We have talked about the best choices for real estate photography lenses on Canon cropped sensors many times over the years. Probably the best choices are the following:

  1. Canon EF-S 10-18mm f/4.5-5.6 IS STM
  2. Sigma 10-20mm f/4-5.6

Most of the reviews conclude that #1 above is the best choice for the money ($279 USD). To see a list of all of the possibilities see the PFRE lens page in the section titled "For Canon 1.6x DSLRs".

6 comments on “Which Lens to Use for Real Estate Photography if You Have a Canon Rebel?”

  1. Sigma 10-20mm f/4-5.6

    i love the widest angle option, then if theres distortion i just touch it up in LightRoom. I dont always use it on 10.... often 14, 16. But it's nice to have the 10 option for those tiny rooms.

  2. I used a Rebel to get myself established in RE photography back in 2011 with the Sigma 10-20mm and did just fine with it. Upgraded it with the next model out until a couple of years ago I upgraded further to the 80D. Mainly for the video ability.

    For photography aimed primarily for Internet use which does not use high resolution, it's just fine. I found it falters for high resolution print however so if your clients want to have glossy brochures made or buy full page ads or covers in local real estate magazines, you can squeek through but not with much cropping so be sure to shoot verticals as well as horizontals if the images will be used for print in a vertical format. Most print work is done at 300 dpi.

    The Sigma lens I bought slowly began to loose sharpness on the left side with use. But I know others have had great and dependable success with it. I then bought the Tamron 10-24mm which I love and has been serving me well with the 80D for both stills and video. I keep the Sigma in my back up case just in case.

    So you can do a lot in RE with some fairly basic equipment. As long as the equipment works properly and you have a wide enough lens, and I usually start a shot at 10mm even if I then zoom in a bit, it is more about how you use the equipment than the equipment itself. It is your eye that counts, your framing, your recognition of lighting and how to work with it and finally with the digital darkroom abilities. You can have the very best of equipment but it's not the camera that takes the picture, it is the photographers inner eye. The camera simply records the image. So take the photograph in your head before taking it with your camera.

    Many here swear by using a flash in combination with the ambient exposure and others like to light the whole scene with flash. Personally I seldom do, but everyone works in different ways. Who cares how the image is achieved just as long as it is achieved and is satisfactory to your clients. They are the ones who write the checks.

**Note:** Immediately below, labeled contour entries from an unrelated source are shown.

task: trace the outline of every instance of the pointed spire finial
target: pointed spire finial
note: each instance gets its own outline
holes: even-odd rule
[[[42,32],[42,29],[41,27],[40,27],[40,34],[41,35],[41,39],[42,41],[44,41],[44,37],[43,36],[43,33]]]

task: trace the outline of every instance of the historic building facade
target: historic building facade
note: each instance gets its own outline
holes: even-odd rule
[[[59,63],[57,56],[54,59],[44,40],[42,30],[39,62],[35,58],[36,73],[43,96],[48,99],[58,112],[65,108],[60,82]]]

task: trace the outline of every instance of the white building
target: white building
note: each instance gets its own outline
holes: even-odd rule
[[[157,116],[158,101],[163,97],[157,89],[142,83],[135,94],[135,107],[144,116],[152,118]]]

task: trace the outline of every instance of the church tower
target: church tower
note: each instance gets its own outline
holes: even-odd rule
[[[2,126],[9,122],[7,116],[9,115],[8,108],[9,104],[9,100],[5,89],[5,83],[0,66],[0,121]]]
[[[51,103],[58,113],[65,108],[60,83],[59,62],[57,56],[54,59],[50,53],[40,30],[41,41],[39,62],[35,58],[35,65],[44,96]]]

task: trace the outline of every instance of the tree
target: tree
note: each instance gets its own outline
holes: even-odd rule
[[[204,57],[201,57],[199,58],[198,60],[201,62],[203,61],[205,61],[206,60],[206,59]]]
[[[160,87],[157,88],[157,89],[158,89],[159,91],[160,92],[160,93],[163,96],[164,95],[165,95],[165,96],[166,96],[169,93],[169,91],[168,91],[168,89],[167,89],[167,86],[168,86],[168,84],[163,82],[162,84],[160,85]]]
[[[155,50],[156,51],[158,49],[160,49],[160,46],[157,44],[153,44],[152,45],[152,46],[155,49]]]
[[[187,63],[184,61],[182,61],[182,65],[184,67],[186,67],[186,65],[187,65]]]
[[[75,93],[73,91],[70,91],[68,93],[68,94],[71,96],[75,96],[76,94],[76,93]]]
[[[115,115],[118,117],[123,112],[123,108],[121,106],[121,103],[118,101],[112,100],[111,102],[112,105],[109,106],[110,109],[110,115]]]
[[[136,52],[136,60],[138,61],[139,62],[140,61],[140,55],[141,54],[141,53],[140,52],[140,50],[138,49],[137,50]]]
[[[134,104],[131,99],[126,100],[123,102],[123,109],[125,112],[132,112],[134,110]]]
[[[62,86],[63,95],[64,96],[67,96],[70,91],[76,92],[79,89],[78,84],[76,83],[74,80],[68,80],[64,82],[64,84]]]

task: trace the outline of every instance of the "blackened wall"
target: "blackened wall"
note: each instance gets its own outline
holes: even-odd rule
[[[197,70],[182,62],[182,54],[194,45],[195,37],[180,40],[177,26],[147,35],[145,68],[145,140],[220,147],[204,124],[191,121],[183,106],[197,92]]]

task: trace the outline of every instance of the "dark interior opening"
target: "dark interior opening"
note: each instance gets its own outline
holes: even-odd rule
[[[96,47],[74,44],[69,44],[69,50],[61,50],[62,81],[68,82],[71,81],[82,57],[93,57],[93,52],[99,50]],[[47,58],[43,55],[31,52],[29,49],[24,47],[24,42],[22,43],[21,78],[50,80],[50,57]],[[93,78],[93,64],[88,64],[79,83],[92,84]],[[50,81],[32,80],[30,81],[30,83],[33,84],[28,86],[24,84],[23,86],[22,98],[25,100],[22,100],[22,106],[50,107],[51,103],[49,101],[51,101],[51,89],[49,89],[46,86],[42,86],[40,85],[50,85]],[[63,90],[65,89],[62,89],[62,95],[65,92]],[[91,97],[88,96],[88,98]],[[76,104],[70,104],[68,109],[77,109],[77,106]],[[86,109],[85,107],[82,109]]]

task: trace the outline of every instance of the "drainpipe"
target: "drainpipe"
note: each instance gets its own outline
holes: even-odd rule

    But I have heard great things about the Tokina 11-16mm I believe it works well ffor both stills and video as well. I am sure there are other's here with experience with other brands to help you pick. All uber-wide angle lenses will have some distortion to deal with so do learn to use Lens Correction in your post processing.

  3. Peter makes some good points. The XSi should be ok to get started with if you can learn to maximize it's strong points and avoid situations where it is weak. I also suggest that you don't get too invested in accessories for the camera that you can't keep if you decide to upgrade. Used gear from a reputable dealer can save you some money and at this juncture, realize that Canon is migrating from DSLR to mirrorless so support may fall off in a few years. Third party accessory companies will also start changing over their product lines as Canon shifts more of their product line to mirrorless bodies and the new format lenses. The 5D and 1D series bodies and L series (pro) lenses will still be viable for many more years, but the consumer (XSi) and Prosumer (80D) will be getting left behind much faster. If you can build your business to the point where you are consistently staying busy, gear upgrades shouldn't be a problem if you are charging enough for your work. Be sure to put gear purchases, upgrades and maintenance in your annual budgets that you are using to calculate your Cost of Doing Business.

  4. The Canon 10-18 lacks a distance scale. The Canon 10-22 includes the distance scale and can be purchased refurbished for about $40 more than the Sigma.